Desorientada, caminhou pela via errada quando decidiu ir à procura da Maga do Deserto, símbolo das coisas terrenas, sem qualidades benéficas; nesse caso é ainda pior porque ela reside no deserto, onde não há água, símbolo do espírito, dos assuntos mais elevados. O que esperar de consequências e fatos a partir desse destino e objetivo, senão uma árvore cujo dono é o Anão Amarelo? Isto é, uma árvore que, dentre tantos significados –positivos e negativos –, neste conto em particular interpreto como sendo uma distração terrena para o ser representado, que luta mas que deita e dorme no mundo das coisas fúteis e passageiras, deixando de vigiar (DIEL, 1991, pp. 69, 129).

Tal sono não pode ter outra consequência a não ser a perda do bolo preparado, roubado pelo espírito/intelectual decaído –representado pelo anão – e a sua autodescoberta pelo próprio despreparo para lutar contra as feras, ou seja, a culpa que vem devorá-la. Aliás, a primeira interpretação que tive ao ler esse trecho foi de tratar-se da rainha representando alguém que em dado momento crucial para a sua vida – ou para outras pessoas – foge da responsabilidade. Ainda com a interpretação dada por Diel, de certa maneira, a mensagem continua a mesma: a fuga da responsabilidade de conhecer a si, domar-se, dominar suas ações e ordenar os desejos.

Toda essa trajetória do ser é muito difícil e complexa porque os fatos, ideias, ações e efeitos muitas vezes acontecem ao mesmo tempo, por isso que é preciso não julgar aqueles que sentem dificuldades de sair do mundo terreno e buscar pela verdade.

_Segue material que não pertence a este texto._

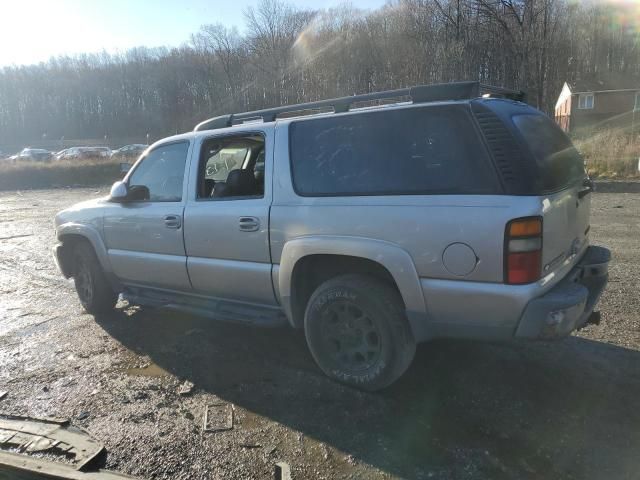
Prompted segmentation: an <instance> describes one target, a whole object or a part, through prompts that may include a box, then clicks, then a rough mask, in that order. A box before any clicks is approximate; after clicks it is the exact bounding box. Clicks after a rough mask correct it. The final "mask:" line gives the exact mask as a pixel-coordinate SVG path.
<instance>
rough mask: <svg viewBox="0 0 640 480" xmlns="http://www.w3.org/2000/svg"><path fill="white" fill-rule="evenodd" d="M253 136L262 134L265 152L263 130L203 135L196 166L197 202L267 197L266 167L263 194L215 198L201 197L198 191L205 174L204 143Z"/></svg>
mask: <svg viewBox="0 0 640 480" xmlns="http://www.w3.org/2000/svg"><path fill="white" fill-rule="evenodd" d="M251 136H260V137H262V140H263V143H264V149H265V152H266V151H267V133H266V132H265V131H263V130H243V131H241V132H228V133H222V134H219V135H208V136H206V137H202V140H201V142H200V145H199V152H198V157H197V168H196V182H195V201H196V203H197V202H224V201H231V200H261V199H263V198H265V197H266V190H267V176H266V168H265V178H264V190H263V193H262V195H243V196H236V197H220V198H213V197H200V196H199V195H198V191H199V184H200V175H202V174H203V172H204V168H205V166H206V164H205V163H204V162H203V158H202V149H203V147H204V145H205V144H206V143H207V142H208V141H210V140H219V139H225V138H234V137H239V138H241V137H251ZM245 162H246V158H245V160H244V161H243V165H244V163H245ZM266 164H267V157H266V155H265V166H266Z"/></svg>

As sucessões de erros e poucos acertos no conto nos indicam que, há muitos anos, a humanidade vive essa luta interna. O momento da contrição, introspecção sobre seus erros e possíveis decisões pelo certo é uma caminhada desgastante, como a percorrida pela rainha, representado a alma que não suporta mais o fardo do pecado. Porém, infelizmente se vê impotente de sublimar a culpabilidade e para evitar ser devorada pela culpa voraz (o remorso) não enxerga outra saída a não ser denegá-la, recalcando-a no subconsciente.

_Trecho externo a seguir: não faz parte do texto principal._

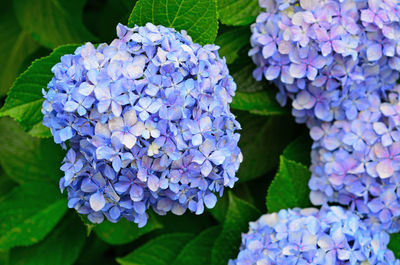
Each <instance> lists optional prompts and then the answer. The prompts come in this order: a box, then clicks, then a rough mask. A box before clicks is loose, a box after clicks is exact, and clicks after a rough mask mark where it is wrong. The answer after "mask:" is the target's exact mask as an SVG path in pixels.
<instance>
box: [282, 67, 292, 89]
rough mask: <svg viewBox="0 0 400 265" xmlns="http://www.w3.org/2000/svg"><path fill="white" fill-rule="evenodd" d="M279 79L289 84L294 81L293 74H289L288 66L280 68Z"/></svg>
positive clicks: (284, 82) (291, 83)
mask: <svg viewBox="0 0 400 265" xmlns="http://www.w3.org/2000/svg"><path fill="white" fill-rule="evenodd" d="M281 81H282V82H283V83H284V84H288V85H291V84H293V83H294V78H293V76H291V75H290V71H289V67H287V66H285V67H283V69H282V74H281Z"/></svg>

Uma vez denegada, a narradora informa que o anão abre uma portinha no tronco da árvore por onde ela rapidamente entra, fugindo da morte. É justamente ali dentro da árvore, na casa do anão, que ela vê nitidamente o estado da sua alma: uma casinha de palha – fragilidade, impossível de resistir às adversidades da vida –, campo de cardos e urtigas cercado por um fosso lamacento, isto é, água maculada; caráter sujo. O fosso lamacento e o lodo remetem frequentemente ao estado de luxúria (perversão da pulsão sexual) em maior ou menor grau (DIEL, 1991).

Compreende-se, por meio dos elementos narrados até esse ponto, que a estória fala sobre um ser que é afetado por um desejo irrefreado de dominação social e, também, cercado pela luxúria (DIEL, 1991, pp. 131 e 143). Justamente, é esse quadro de horror com que a consciência depara ao recalcar a culpa e tentar conviver com seus erros.

Depois de algumas palavras do anão, a rainha desperta em sua cama pensando, num minuto, que tudo tinha sido mero sonho, porém, um elemento a fez ter certeza de que tudo foi real: a touca de renda na sua cabeça, ou seja, o peso na consciência. Não é possível conviver com a denegação da culpabilidade porque não é da natureza legítima do ser humano permanecer decaído – isso enquanto ainda resta uma centelha de lucidez. Mais para frente, Belíssima, vendo sua mãe triste, decide percorrer o mesmo trajeto e acaba caindo na armadilha do anão, desta vez oferecendo-se ela mesma por casamento; temos aí a confirmação. O ser ficou pesaroso com sua situação, mas ainda não teve a força de vontade necessária para quebrar o círculo vicioso.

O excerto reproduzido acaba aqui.